As Hong Kong faces up to the reality of its acute land shortage, city officials are looking to solve the territory's housing problem with a truly novel idea - they're looking at building some public facilities underground in order to create more space for the city's rising population.
Hong Kong's limited space for real estate development has been a problem for some time, and Wired.com reports that officials have been considering putting some infrastructure underground ever since the 1980s. Now they're said to be getting serious about the idea however, following in the footsteps of similar projects in Norway and Kansas.
Hong Kong is one of the most densely populated and consequently, one of the most expensive cities in the world. The island territory now has a population of over 7 million, and is simply running out of space. Making matters worse, the city's economy is growing at a rate of 3.7 percent per year, enticing further population growth.
The problem is that housing developers simply don't have the space to build more homes for those who help to keep the city's economy ticking over. Additionally, they are being forced to navigate stiff building restrictions that make it harder to build more in developed areas.

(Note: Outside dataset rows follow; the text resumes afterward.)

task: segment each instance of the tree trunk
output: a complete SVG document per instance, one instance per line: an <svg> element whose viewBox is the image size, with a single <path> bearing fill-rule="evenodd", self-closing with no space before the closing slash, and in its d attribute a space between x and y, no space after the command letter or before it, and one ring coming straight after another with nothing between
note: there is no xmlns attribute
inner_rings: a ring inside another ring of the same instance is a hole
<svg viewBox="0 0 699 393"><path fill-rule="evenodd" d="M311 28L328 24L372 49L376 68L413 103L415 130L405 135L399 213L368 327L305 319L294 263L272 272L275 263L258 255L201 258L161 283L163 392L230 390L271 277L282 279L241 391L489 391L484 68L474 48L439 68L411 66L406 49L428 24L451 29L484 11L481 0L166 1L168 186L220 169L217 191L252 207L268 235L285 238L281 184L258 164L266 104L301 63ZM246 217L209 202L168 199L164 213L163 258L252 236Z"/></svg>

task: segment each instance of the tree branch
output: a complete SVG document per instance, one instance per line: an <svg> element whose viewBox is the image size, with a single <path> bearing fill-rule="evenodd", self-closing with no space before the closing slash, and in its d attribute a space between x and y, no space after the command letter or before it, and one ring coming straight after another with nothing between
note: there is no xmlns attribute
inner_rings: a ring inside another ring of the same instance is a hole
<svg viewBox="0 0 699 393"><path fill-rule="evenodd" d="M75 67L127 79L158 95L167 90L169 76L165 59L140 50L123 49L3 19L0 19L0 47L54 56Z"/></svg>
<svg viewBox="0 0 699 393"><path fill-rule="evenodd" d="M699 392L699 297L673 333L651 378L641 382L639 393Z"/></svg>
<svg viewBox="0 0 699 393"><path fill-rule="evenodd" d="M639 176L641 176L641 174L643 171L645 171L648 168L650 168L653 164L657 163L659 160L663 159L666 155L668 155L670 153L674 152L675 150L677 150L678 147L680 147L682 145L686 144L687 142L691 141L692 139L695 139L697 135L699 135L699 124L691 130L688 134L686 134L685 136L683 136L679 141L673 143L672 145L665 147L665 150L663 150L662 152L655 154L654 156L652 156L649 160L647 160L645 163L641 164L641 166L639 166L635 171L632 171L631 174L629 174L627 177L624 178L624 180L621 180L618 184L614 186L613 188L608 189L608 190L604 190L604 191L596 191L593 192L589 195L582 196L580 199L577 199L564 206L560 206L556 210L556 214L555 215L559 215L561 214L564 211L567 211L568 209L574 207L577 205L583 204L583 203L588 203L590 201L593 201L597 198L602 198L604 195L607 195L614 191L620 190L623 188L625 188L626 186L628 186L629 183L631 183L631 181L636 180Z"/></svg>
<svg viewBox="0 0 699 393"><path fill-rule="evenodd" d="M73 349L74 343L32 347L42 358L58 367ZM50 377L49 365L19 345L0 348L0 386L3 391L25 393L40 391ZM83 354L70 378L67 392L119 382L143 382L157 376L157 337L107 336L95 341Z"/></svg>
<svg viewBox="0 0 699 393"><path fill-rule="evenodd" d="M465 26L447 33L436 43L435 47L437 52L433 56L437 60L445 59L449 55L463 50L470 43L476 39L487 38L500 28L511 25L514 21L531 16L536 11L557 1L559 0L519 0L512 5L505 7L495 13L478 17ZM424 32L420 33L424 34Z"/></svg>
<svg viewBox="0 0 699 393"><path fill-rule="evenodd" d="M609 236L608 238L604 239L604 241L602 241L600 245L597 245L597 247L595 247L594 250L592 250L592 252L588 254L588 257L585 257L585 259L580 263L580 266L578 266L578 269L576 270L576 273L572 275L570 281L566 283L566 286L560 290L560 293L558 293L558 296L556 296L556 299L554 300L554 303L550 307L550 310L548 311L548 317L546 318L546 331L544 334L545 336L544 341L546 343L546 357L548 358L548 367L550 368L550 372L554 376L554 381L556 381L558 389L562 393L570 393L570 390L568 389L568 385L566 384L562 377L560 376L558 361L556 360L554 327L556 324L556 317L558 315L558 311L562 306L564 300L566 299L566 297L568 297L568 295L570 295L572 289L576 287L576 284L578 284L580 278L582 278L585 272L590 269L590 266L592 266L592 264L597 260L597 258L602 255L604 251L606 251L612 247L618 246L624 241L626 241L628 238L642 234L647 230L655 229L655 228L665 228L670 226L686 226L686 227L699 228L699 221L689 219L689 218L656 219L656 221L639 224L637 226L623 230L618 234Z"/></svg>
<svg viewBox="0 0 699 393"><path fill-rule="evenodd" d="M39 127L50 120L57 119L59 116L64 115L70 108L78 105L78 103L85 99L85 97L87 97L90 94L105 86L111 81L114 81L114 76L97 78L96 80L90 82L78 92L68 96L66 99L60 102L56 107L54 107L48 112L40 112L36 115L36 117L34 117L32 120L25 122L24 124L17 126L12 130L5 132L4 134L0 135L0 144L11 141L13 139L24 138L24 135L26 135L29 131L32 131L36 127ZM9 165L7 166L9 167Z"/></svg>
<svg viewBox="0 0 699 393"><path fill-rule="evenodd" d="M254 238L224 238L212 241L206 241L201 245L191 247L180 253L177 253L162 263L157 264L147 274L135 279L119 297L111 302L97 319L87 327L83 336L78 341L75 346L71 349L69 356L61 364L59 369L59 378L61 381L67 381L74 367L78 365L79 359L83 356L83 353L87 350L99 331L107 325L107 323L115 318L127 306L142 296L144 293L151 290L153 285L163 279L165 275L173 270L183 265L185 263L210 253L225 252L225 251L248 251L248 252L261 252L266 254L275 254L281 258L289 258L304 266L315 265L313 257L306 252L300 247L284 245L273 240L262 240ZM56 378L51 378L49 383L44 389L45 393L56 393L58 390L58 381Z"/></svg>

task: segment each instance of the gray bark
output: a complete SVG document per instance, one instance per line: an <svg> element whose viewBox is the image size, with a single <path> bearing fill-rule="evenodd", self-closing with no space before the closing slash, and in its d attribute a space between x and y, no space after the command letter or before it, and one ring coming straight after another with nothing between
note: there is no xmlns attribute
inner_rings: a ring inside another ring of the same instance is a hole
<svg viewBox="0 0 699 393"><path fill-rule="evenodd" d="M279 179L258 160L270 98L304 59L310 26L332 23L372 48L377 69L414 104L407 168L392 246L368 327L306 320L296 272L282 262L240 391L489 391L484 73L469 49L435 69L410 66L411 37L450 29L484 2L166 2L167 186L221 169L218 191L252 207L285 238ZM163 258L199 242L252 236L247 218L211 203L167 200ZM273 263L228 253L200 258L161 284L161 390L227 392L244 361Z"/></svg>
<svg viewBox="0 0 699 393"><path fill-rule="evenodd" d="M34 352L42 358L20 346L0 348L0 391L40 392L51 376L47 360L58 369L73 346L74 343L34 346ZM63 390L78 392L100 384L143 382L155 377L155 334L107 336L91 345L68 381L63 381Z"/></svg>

"All the urban flat land in Hong Kong is already a built-up area," said Tony Ho, chief geotechnical engineer of the Hong Kong Special Administrative region's Civil Engineering and Development Department, in an interview with Wired.
The report does note that re-zoning and building in rural areas of Hong Kong might provide some temporary relief, however. As such, Hong Kong's government is also considering making more space above ground available, by moving some facilities such as water and sewage treatment plants, reservoirs and even some data centers underground.
"What we are thinking is, if we can best use the underground space resources, we can turn the constraint into an opportunity," Ho told Wired. Longer-term, the project could redefine public spaces in the region.
Hong Kong officials have already put aside some funds for feasibility studies on the matter. A 2017 study sponsored by the government has already pinpointed 48 caverns as possibilities for development, and has initiated six more studies.